The reluctance to enter into a daily practice is perhaps the greatest resistance I face with my patients. To overcome this resistance and to kindle their motivation, I have relied on a powerful metaphor taught to me by Jerome Front. I lift up my hand and ask my patients to imagine that I am holding a glass beaker. Next, I ask them to think of all the toxins in their lives— their addictions, their depression, their pain, their most shameful secrets and self-destructive behaviors— and to pour these into this beaker, so that it is filled with a dense black liquid, like the ink of a squid. Then I ask them to imagine a large glass bowl on the floor beside me. I pour the noxious black liquid into the bowl. Now I ask them to imagine adding pure spring water to the bowl, drop by drop.
“How long will it take before that black grunge begins to dissipate and dissolve? How much water will we need to add for the gunk to disappear completely, as if it had never existed?”
I have their attention now. “Is there any less toxic liquid in that bowl than there was before?” Heads shake no. I can see their expressions brightening. “Right. It’s exactly the same. Only it’s no longer visible. Just clear fresh water. And that’s why we meditate every day.”
There are 10 minutes left before one of the detox techs will open the door to take the group back to the unit. I ask the members to settle into their seats comfortably, close their eyes, and focus their awareness on their breathing. I lift up a pair of Tibetan meditation bells to call us forth to the here-and-now. Eyes close, bodies settle into chairs, and a few group members sigh as they slow their breathing. I chime the bells together, and as their pure tone resonates throughout the room, we begin to meditate.
- Bishop S. What do we really know about mindfulness-based stress reduction? Psychosom Med 2002; 64:71-83.

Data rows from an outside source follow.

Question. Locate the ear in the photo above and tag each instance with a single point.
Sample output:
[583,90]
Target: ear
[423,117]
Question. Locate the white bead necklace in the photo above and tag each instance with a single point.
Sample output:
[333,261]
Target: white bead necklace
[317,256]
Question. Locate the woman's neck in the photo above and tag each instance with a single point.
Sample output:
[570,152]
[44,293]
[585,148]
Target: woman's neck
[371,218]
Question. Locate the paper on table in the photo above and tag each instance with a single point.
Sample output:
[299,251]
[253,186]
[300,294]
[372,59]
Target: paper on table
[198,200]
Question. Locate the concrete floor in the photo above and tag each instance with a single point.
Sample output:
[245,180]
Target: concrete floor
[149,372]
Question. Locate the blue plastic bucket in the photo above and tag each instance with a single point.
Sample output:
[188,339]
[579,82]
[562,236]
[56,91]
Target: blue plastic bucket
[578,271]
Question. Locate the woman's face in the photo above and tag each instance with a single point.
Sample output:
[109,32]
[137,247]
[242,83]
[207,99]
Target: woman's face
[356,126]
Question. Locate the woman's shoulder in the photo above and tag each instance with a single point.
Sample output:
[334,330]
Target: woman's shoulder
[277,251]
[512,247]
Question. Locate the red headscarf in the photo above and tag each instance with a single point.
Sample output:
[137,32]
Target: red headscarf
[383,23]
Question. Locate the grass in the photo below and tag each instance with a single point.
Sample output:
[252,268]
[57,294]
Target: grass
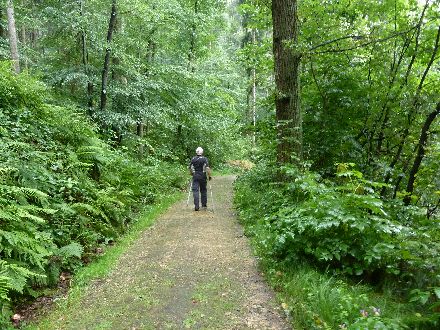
[104,265]
[315,299]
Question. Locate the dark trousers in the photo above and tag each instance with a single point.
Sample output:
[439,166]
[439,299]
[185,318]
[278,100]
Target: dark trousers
[199,184]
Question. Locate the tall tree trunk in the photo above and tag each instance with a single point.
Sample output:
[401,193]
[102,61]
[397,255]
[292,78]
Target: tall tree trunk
[254,93]
[85,61]
[411,113]
[192,40]
[105,71]
[12,32]
[140,133]
[287,96]
[423,140]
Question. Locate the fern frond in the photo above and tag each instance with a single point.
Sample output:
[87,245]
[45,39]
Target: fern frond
[74,249]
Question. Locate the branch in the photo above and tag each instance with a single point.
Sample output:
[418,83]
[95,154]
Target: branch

- Marlatt GA, Kristeller J. Mindfulness and meditation. In: Miller W (ed.). Integrating Spirituality Into Treatment: Resources for Practitioners. Washington D.C.:American Psychological Association Books; 1999.
- Marlatt GA. Buddhist philosophy and the treatment of addictive behavior. Cognitive Behav Practice 2002; 9:44-9.
- Kabat-Zinn J. Coming to Our Senses: Healing Ourselves and the World Through Mindfulness. New York:Hyperion; 2005.
- Segal Z, Williams J, Teasdale J Mindfulness-Based Cognitive Therapy for Depression: A New Approach to Preventing Relapse. New York:The Guilford Press; 2002.
- Bien T, Bien B. Mindful Recovery: A Spiritual Path to Healing from Addictions. Hoboken N.J.:John Wiley and Sons; 2002.
- Bowen S, Parks GA, Coumar A, et al. Mindfulness meditation in the prevention and treatment of addictive behaviors. In: Nauriyal DK, Drummond M, Lal YB (eds.). Buddhist Thought and Applied Psychology: Transcending the Boundaries. London:Routledge Curzon; 2006.
Sidebar: Do Mindfulness and the 12 Steps Mix?
As most treatment programs either follow or encourage participation in a 12-Step program, patients often ask me whether the practice of mindfulness meditation is compatible with the 12 Steps. I point out that Step 11 speaks directly to meditation as part of recovery.
The Buddhist Four Noble Truths fit nicely with the Steps, and there are several books I recommend to patients in recovery who want to practice mindfulness within a 12-Step program. One Breath at a Time by Kevin Griffin, Mindful Recovery by Thomas and Beverly Bien, and The Zen of Recovery by Mel Ash are three of my favorites.